The idea of inner-city youth wearing garments of institutions that were historically restricted to at least students with half of a brain started my stream of thought wool-gathering.
Any persons of goodwill would certainly not be offended.
I remember seeing a documentary on the famous Georgetown-Villanova national championship. And I recall them saying that at the time Georgetown was what would be called nowadays the "hip hop" team and that their clothes were very fashionable as sort of an outlaw look.
But I would've never thought that my Dartmouth gear would have "street cred"!
http://www.mchawking.com/multimedia.php?page_function=mp3z
to listen for yourself
If you want to attack the intellectual failures of the genre I suggest listening to Entropy.
I'm puzzled by “The No. 1 seller of 2006 would have been Dartmouth,” (emph added). Well, was it or wasn't it? And if not, why not?
Dartmouth satisfies just about any reasonable definition of a university.

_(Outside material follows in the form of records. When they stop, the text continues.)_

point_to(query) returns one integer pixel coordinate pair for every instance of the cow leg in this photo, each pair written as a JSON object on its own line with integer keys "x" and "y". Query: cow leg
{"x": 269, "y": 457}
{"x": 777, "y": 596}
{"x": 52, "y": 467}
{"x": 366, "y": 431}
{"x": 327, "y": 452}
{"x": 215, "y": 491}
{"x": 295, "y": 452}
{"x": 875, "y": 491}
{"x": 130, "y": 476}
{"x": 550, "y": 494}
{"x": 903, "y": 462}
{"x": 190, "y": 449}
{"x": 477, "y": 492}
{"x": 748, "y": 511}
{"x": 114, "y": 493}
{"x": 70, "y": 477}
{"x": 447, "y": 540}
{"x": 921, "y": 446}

It has full undergraduate programs in the arts and sciences and engineering, along with Ph.D. programs in those areas. It also has degree-granting graduate schools of medicine and business. (There may be more for all I know.) It is thus a college plus a graduate school plus at least three professional schools. When one combines a college with these other components one gets a university.
Boston College also satisfies any reasonable definition of university, and I have seen at least a couple of BC press releases referring to it as such. The name "Boston University" is already taken; otherwise BC might have renamed itself BU long ago. The idea that a college isn't a university merely because it chose not to change its name is silly.

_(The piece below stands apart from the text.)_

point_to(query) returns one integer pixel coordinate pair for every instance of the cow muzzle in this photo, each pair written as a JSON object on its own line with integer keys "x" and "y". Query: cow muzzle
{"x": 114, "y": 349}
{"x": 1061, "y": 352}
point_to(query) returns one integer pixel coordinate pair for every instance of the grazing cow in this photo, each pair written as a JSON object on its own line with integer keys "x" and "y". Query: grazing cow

As I understand it, the reason Dartmouth doesn't call itself a university stems from a long-ago attempt by New Hampshire to take it over and give it that name. If I'm right, Dartmouth is in the same position as BC -- it simply chose not to change its name when it became a university de facto.
Rockefeller University in NYC is at the opposite extreme. It has no undergrads at all, and its grad students (just a few hundred at most) are all pursuing Ph.D.s in the life sciences or closely related fields. At most universities, these programs would be but a portion of a single graduate school. Surely Rockefeller is less a university than Dartmouth.
If either Prof. Zywicki or Bill Woods believes there is some qualification for university status which Dartmouth lacks (and better yet, one which Rockefeller has), I'd like to know what it is. As a Dartmouth trustee, Pof. Zywicki should be better able to explain the distinction than just about anyone else.
Wow, it all comes together in a nice little euphemism. :P
Actually, it's more about the undergraduate focus (within an institution that does maintain three professional schools). Attributing the use of "College" to the effects of the Dartmouth College Case implies that the school uses that term merely for reasons of tradition, without substance.
Of course, a focus on undergrads does not turn a university into a college. (I realize you did not claim it does.)